O filme Livre, que em seu título original, Wild, faz muito mais sentido, é baseado em fatos reais. Conta a história da jovem Cheryl (Reese Witherspoon), que vê sua vida desandar numa espiral de drogas, esbórnia, desamor e descontrole após o episódio doloroso da morte de sua mãe, Bobbi (Laura Dern, verdadeira especialista em fazer papéis de doces mães no cinema), de uma forma rápida e devastadora. Bobbi era uma pessoa que via a alegria nas menores e mais improváveis coisas da vida, e quando se vai leva junto de si a força, determinação e vontade de viver de Cheryl.
Com uma narrativa não linear, o filme começa com Cheryl se preparando para fazer sozinha a travessia de 1100 milhas pela costa do Pacífico (Pacific Crest Trail- também conhecida como PCT), fazendo o espectador ficar imaginando qual é o real objetivo de todo aquele sacrifício. Descoberta que só fica realmente clara, quase chegando ao fim. Uma forma de prender o espectador que funcionou bastante.
Ambientado na natureza e em florestas dos EUA, passando pela fronteira com o México e com Canadá, as paisagens se alternam: uma hora neve até os joelhos, outra o árido clima quase sem árvores e o sol que racha a terra. A fotografia belíssima contribui para a dinâmica do filme, que não é cansativa. O que seria totalmente esperado de um filme que acompanha uma mulher fazendo uma trilha por 3 meses. No entanto, o diretor consegue cativar a atenção do espectador até o fim, mesclando as cenas da trilha solitária com cenas que remontam o passado de Cheryl, explicando assim os motivos que a levaram a isso.

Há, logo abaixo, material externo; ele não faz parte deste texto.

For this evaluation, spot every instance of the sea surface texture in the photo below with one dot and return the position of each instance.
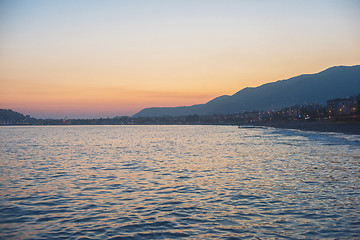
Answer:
(177, 182)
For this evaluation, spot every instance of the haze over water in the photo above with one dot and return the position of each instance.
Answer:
(177, 182)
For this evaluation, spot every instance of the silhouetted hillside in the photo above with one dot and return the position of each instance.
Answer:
(335, 82)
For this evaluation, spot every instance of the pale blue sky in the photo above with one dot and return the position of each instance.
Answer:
(54, 54)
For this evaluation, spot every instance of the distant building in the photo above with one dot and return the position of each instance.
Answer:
(341, 107)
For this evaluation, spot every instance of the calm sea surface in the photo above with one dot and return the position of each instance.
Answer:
(178, 182)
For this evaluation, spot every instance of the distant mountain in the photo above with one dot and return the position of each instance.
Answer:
(334, 82)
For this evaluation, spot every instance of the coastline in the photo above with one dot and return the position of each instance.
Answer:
(347, 127)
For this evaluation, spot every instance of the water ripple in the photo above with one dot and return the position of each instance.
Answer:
(177, 182)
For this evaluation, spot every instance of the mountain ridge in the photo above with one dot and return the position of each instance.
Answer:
(297, 90)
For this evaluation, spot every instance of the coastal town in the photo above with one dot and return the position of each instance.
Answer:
(335, 110)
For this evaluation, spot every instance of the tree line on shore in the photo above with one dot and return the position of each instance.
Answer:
(346, 109)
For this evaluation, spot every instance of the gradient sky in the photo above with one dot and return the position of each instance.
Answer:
(87, 58)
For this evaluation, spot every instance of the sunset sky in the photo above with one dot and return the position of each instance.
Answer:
(84, 59)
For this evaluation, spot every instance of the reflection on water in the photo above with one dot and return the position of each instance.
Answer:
(177, 182)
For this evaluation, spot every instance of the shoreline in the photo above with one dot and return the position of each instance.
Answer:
(347, 127)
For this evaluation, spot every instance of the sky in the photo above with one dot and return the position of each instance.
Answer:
(90, 59)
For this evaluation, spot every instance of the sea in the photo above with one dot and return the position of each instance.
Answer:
(177, 182)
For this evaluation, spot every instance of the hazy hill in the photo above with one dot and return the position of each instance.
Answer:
(335, 82)
(10, 117)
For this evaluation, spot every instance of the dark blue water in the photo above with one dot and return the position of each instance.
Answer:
(177, 182)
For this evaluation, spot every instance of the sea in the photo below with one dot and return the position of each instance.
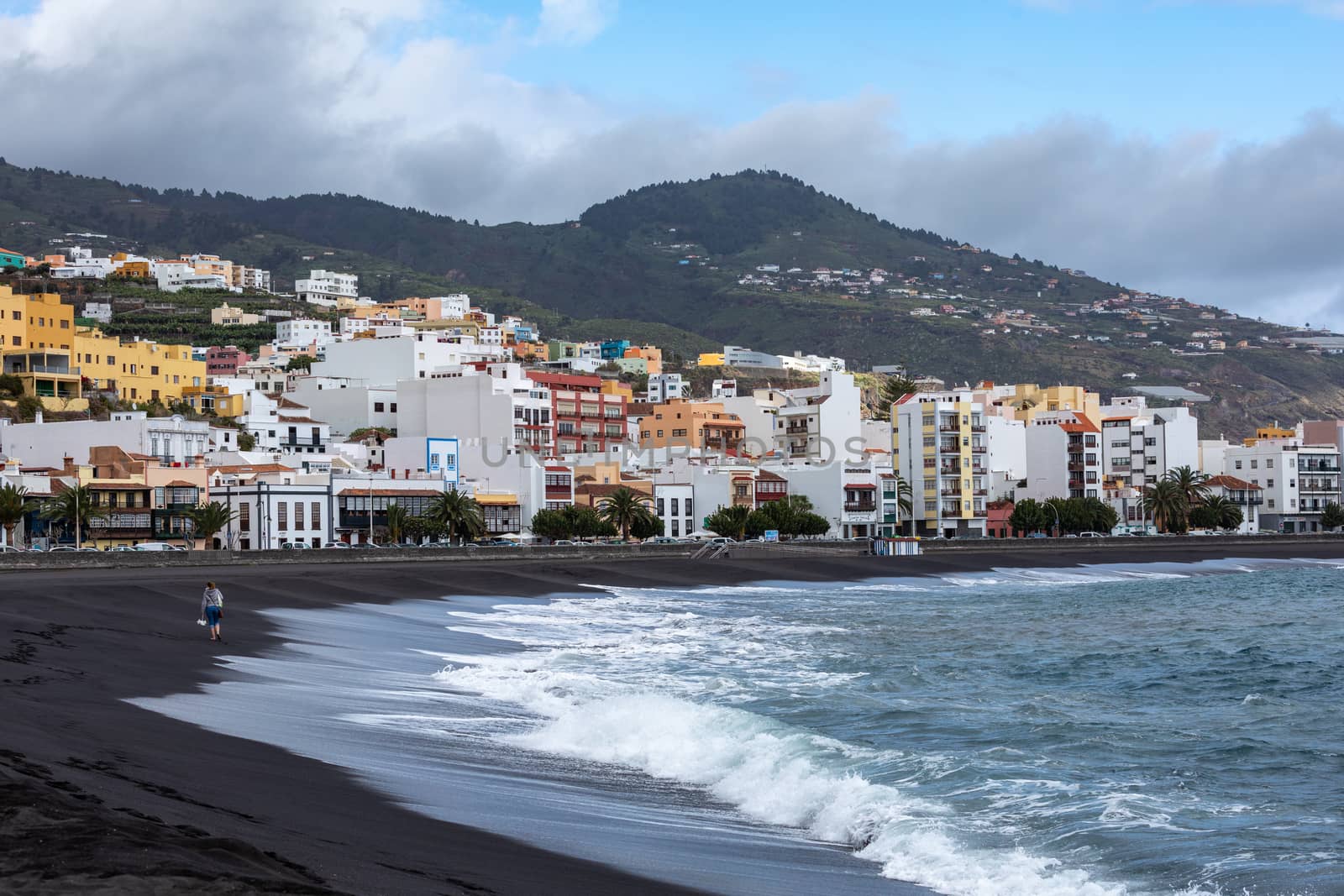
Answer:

Os cortes lentos e a inibição de sons durante cenas de fúria, gritos e desespero dão força ao sentimento de solidão que acompanha a história. Como um eco em nossa própria mente. É poética a cena em que sob o pôr do Sol, a protagonista conversa com a única mulher que encontra fazendo a mesma trilha, ela pergunta pra Cheryl se ela não se sente sozinha durante a viagem, e ela responde: “Me sinto mais sozinha na minha vida real do que aqui”.
Logo fica claro que Cheryl faz essa trilha numa tentativa de superar seus limites e reinventar sua vida, até então destruída. Ela chega ao fundo do poço, perde aquela que mais amou, magoa aqueles que mais a amaram. Então decide partir para o impensável, desafiar os limites do corpo e também superar os limites da alma. Falhou várias vezes e não quer falhar de novo. Precisa reencontrar a si mesma.
Alguns pontos merecem atenção: A trilha sonora maravilhosa, que consegue mesclar os sons diegéticos e não diegéticos de forma bela, embalando as cenas com leveza e profundidade na medida certa. O toque de intelectualismo nas citações motivacionais que ela escreve nos livros de registro pelo caminho. E as duas metáforas que sobressaem: a mochila insuportavelmente pesada, nas primeiras cenas do filme Cheryl quase não consegue levantar carregando-a, é um esforço intenso e chega a beirar o cômico, no entanto, com o passar dos dias ela vai se livrando do peso da mochila tornando-a mais leve, assim como a culpa que carrega por suas atitudes erradas, ao final ela consegue se perdoar. A outra metáfora é a raposa que a acompanha, seria ela a materialização de sua mãe? Fica a incógnita, fato é que a raposa vai com ela até o fim, um animal misterioso que aparece em momentos inesperados.
A combinação do diretor Jean-Marc Vallée (Clube de Compras Dallas), que está super em alta no cenário cinematográfico, com a atriz Reese Whtiterspoon foi perfeita. Reese possui um modo de atuar bastante condizente com o papel, além de, e principalmente, por possuir um rosto frágil e delicado. É paradoxal que sua personagem tenha sido uma pessoa capaz de tantos atos desprezíveis no passado, e mais ainda que aquele ser frágil conseguiria passar por tantos percalços físicos e emocionais para concluir a travessia, tudo isso com o agravante de estar sozinha. Reese tem se tornado mestre em atuar em papéis assim, sua fragilidade está sempre inibida pela personalidade forte de suas personagens, e consegue fazer isso com doçura. Em Wild, Hollywood mostra que nada é impossível de mudar, deixa uma lição de perseverança, e como era de se esperar não nos deixa insatisfeitos com o seu desfecho, acertando mais uma vez.